Crash course: Renal

Question 1

What is AKI? What is it measured by?

Answer 1

acute decline in renal function, leading to fall in urine output

Measured by rise in creatinine + urea

Question 2

What is CKD? How is it measured?

Answer 2

Decline in renal function due to progressive damage present for >3 months

Measured via decline in eGFR

Question 3

What are the stages of CKD based on eGFR?

Answer 3

1: >90
2: 60-89
3a: 45-59
3b: 30-44
4: 15-29
5: <15 = end stage, dialysis

Question 4

What are the caveats of stage 1 and 2 CKD grades?

Answer 4

If stage 1/2 based on eGFR but NO Sx, NOT CKD

Question 5

What are the 2 most common causes of CKD?

Answer 5

Diabetes
HTN

Question 6

Give 2 less common causes of CKD

Answer 6

Autosomal dominant polycystic kidney disease

Untreated AKI (Pyelonephritis, ATN, obstruction)

Question 7

What are the 3 broad causes of AKI?

Answer 7

PRE-renal: decrease in flow to the kidneys.
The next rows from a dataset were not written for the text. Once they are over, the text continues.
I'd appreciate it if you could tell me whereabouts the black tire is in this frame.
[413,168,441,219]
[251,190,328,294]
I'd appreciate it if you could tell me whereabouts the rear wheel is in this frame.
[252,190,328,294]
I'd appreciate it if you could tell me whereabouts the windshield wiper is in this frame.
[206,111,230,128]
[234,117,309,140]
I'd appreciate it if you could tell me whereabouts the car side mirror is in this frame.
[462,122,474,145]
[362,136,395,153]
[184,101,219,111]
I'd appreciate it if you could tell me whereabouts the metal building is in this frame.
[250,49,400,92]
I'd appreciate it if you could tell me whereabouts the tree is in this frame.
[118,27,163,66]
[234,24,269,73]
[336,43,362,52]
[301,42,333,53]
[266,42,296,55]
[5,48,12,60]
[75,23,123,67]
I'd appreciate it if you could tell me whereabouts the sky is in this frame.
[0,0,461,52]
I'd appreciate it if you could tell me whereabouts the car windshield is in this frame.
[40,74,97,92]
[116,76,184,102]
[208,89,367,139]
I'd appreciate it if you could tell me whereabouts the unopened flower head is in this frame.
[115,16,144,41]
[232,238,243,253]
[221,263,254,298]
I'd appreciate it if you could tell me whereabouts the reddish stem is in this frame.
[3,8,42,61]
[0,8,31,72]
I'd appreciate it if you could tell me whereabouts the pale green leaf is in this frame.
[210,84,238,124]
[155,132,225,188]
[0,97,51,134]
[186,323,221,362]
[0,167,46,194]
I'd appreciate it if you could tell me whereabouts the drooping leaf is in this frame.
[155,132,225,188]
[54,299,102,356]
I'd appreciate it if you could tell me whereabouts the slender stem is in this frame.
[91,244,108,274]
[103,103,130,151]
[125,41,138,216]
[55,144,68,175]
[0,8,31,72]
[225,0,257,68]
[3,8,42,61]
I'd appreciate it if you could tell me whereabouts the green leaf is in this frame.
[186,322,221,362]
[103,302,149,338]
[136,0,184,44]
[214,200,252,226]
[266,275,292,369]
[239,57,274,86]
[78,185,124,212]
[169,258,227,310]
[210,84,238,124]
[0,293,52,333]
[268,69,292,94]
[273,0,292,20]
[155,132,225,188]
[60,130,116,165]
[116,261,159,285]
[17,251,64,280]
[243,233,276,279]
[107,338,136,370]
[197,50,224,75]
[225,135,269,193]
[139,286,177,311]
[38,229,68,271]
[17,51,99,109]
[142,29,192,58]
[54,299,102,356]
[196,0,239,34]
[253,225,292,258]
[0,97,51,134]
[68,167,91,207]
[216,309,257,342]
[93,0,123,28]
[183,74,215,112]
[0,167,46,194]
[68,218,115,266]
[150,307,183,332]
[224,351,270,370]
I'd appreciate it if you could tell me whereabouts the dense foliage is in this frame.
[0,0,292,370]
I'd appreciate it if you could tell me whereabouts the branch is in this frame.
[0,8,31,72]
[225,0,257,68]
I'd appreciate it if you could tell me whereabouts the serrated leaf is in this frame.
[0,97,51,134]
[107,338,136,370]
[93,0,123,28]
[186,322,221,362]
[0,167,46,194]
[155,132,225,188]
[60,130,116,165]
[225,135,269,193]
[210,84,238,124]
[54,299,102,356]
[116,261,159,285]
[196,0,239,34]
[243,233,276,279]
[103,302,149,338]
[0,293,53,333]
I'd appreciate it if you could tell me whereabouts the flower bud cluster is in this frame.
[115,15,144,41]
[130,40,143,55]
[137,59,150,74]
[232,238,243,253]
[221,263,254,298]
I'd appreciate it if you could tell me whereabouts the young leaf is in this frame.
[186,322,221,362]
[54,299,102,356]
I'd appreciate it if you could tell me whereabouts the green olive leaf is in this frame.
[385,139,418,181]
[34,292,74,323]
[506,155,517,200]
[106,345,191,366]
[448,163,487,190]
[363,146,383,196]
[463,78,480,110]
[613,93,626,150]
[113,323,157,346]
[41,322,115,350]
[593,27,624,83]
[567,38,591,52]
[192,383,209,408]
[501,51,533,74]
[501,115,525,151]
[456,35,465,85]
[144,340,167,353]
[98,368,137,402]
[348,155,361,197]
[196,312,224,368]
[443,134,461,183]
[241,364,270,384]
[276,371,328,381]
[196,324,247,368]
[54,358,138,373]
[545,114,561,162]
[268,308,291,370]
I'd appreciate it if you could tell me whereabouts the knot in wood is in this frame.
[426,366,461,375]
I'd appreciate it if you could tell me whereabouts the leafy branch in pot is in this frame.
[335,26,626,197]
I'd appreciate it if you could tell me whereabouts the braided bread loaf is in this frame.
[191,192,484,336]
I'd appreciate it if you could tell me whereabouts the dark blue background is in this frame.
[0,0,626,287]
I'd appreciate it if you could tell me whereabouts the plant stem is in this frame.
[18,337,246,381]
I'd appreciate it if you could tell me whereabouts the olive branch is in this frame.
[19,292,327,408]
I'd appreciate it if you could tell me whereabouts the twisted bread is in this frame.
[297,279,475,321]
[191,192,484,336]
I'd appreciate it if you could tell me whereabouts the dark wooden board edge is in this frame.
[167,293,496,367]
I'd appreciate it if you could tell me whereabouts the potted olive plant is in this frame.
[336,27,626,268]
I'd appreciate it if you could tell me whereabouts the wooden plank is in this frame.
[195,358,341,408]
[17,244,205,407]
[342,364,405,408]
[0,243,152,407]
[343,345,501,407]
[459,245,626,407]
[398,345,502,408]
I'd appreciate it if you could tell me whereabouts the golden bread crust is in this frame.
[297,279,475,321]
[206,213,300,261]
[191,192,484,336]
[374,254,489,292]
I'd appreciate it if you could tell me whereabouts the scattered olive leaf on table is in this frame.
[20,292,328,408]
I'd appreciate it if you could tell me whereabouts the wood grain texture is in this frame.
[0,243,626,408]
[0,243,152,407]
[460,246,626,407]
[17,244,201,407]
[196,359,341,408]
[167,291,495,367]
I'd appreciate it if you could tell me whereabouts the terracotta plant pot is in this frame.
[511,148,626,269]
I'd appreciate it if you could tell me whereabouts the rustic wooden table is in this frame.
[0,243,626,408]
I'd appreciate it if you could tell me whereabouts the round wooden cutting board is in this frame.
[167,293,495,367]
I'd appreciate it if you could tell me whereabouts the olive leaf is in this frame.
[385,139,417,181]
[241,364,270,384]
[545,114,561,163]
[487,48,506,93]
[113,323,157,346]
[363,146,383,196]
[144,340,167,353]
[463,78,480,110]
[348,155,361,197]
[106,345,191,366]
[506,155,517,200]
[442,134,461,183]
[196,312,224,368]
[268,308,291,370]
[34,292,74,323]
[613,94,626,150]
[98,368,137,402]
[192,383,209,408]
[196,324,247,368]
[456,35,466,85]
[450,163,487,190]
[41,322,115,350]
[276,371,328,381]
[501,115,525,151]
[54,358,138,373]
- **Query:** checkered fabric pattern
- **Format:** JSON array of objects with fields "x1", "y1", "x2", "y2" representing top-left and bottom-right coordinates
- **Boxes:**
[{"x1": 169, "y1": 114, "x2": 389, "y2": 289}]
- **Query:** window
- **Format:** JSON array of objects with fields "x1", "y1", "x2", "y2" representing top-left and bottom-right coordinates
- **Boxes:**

RENAL: direct damage to nephrons

POST-renal: ‘Surgical causes”- physical outflow obstruction

Question 8

From most to least common, what are the broad causes of AKI

Answer 8

Pre-renal
Post-renal
Renal

Question 9

Give 5 causes of pre-renal AKI

Answer 9

Hypovolaemia
Sepsis
CCF
Renal artery stenosis
ACE inhibitors

Question 10

Give 6 causes of renal AKI

Answer 10

Ischaemia
Nephrotoxins
Glomerulonephritis
Interstitial nephritis
Hepatorenal syndrome
HUS / TTP

Question 11

Give 4 causes of post-renal AKI

Answer 11

Stone
Tumour
Prostate
Blocked catheter

Question 12

Which 3 structures can be damaged to result in renal causes of AKI?

Answer 12

Glomerulus: Nephrotic + Nephritic syndrome

Blood vessels: HUS + TTP

Tubules: ATN + acute interstitial nephritis

Question 13

Give 4 causes of nephrotic syndrome

Answer 13

Minimal change
Membranous
FSGS
Secondary causes

Question 14

What triad characterises Nephrotic syndrome?

Answer 14

Peripheral oedema

Proteinuria (3g/day or PCR >300mg)

Low serum albumin

Question 15

Give 2 other features of nephrotic syndrome

Answer 15

Increased cholesterol

Increased clotting tendency- Antithrombin III is lost

Question 16

What is the pathophysiology in all causes of nephrotic syndrome?

Answer 16

Breakdown of PODOCYTES (filtration barrier)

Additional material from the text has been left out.